Pino just turned 13 weeks and is doing great. he's very sweet, taking to the training, plays nice, is socializing well, everything is going as well as could be!
He was the runt of the litter, much smaller than his 9 brothers and sisters. Has continued to be quite small right up to 13 weeks. He's eating a decent amount and his appetite seems fine , finishing 2-2.5 cups of food per day. 

these are his stats in lbs

6.4	8 weeks
7.8	9 weeks
9.4	10 weeks
11.2	11 weeks
12.6	11.5 weeks
14.2	12 weeks
15.4	13 weeks


Just curious to know with everyone's experience if he is more likely to be a smaller V as an adult, and is it predictable at this point, and or is it still up in the air? I know a growth spurt can happen at any time, just curious whats 'common' and what most people have experienced. 

For the record, we actually prefer a smaller V, but dont care too much either way.... just pure curiosity.

Also worth noting im keeping a chart as other people's charts were useful to me, and will be sharing my chart for other pup owners to see as we go along. 

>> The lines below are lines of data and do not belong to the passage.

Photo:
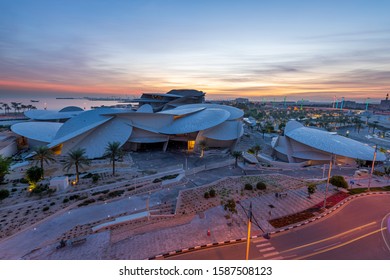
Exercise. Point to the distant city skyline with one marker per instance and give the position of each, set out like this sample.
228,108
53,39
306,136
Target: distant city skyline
255,49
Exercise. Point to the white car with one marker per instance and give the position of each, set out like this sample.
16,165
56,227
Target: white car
361,173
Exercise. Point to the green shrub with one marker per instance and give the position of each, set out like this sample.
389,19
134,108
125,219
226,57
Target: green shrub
378,173
115,193
89,175
23,181
85,203
338,181
95,178
4,194
261,186
73,197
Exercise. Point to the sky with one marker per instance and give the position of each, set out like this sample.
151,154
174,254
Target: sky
314,50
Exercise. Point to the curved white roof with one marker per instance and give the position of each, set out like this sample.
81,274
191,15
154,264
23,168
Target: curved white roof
45,115
235,113
179,111
228,130
92,130
95,141
146,108
196,122
330,142
84,122
40,131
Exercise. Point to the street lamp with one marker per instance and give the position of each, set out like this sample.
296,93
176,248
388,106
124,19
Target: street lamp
372,167
251,218
248,239
327,182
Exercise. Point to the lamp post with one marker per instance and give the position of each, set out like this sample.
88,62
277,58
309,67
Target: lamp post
372,167
248,239
327,182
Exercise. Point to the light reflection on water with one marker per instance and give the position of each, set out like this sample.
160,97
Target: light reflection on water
51,103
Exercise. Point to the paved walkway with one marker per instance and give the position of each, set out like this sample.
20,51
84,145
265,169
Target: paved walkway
38,243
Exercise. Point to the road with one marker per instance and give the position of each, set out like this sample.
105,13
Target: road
359,231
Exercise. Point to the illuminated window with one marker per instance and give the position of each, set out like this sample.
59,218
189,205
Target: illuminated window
191,145
57,149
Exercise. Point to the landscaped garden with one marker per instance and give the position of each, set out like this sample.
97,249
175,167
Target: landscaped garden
309,213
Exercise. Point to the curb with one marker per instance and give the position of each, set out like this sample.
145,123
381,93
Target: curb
239,240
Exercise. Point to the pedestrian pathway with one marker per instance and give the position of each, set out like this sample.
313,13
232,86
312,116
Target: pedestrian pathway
192,234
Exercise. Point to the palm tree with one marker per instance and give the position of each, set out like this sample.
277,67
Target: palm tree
202,145
43,154
257,149
374,126
237,155
311,189
78,159
113,149
387,172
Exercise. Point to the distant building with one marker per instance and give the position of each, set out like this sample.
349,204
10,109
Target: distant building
241,100
8,144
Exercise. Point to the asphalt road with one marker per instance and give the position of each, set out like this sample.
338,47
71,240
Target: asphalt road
359,231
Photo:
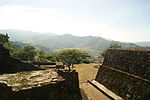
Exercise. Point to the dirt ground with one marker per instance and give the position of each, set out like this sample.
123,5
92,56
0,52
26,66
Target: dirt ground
86,71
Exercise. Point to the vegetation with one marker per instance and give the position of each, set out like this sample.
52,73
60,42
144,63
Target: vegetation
4,38
28,53
72,56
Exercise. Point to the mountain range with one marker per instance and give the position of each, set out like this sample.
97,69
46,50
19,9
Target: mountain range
61,41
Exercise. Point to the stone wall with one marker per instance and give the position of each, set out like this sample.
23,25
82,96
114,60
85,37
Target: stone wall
126,72
133,61
38,85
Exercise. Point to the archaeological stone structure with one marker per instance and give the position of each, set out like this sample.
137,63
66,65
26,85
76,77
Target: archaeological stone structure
39,85
23,81
126,72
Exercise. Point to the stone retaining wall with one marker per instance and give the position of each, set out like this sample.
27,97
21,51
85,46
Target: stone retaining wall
126,72
133,61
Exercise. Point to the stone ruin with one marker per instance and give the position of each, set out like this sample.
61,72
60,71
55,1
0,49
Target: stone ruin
126,72
39,85
9,64
28,82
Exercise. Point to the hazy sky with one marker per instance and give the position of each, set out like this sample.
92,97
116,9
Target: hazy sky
121,20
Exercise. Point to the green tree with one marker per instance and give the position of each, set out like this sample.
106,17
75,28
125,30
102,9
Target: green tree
28,53
42,56
113,45
4,38
70,57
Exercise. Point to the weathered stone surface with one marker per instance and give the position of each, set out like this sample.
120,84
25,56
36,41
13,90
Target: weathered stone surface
38,85
132,60
126,86
126,72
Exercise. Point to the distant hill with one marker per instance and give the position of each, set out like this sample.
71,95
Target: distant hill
144,44
62,41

here it is so far, though not many data points.


----------



## Külli Tõnisson (Oct 9, 2017)

Hi! Try this: http://www.puppyweights.com/hungarian-vizsla/145/ & thanks for the graph! Your V seems very small. My girl was over 9 kg (<19lbs) at 12 weeks. She was also the smallest one in the pack, but now eating a lot (<3 cups a day). Our vet said we should wait 10min once a cup is eaten and give more in case she ask for it. She does!

If your vet said it is OK- it is.


----------



## Anida (Jun 10, 2016)

I'd ask your breeder what size the parents were. That's probably your best way to guess. Our Kaylee ended up topping out at 40-42lbs and ~22inches tall. She's the same size as her momma. (I don't remember her puppy weights or I'd tell you)


----------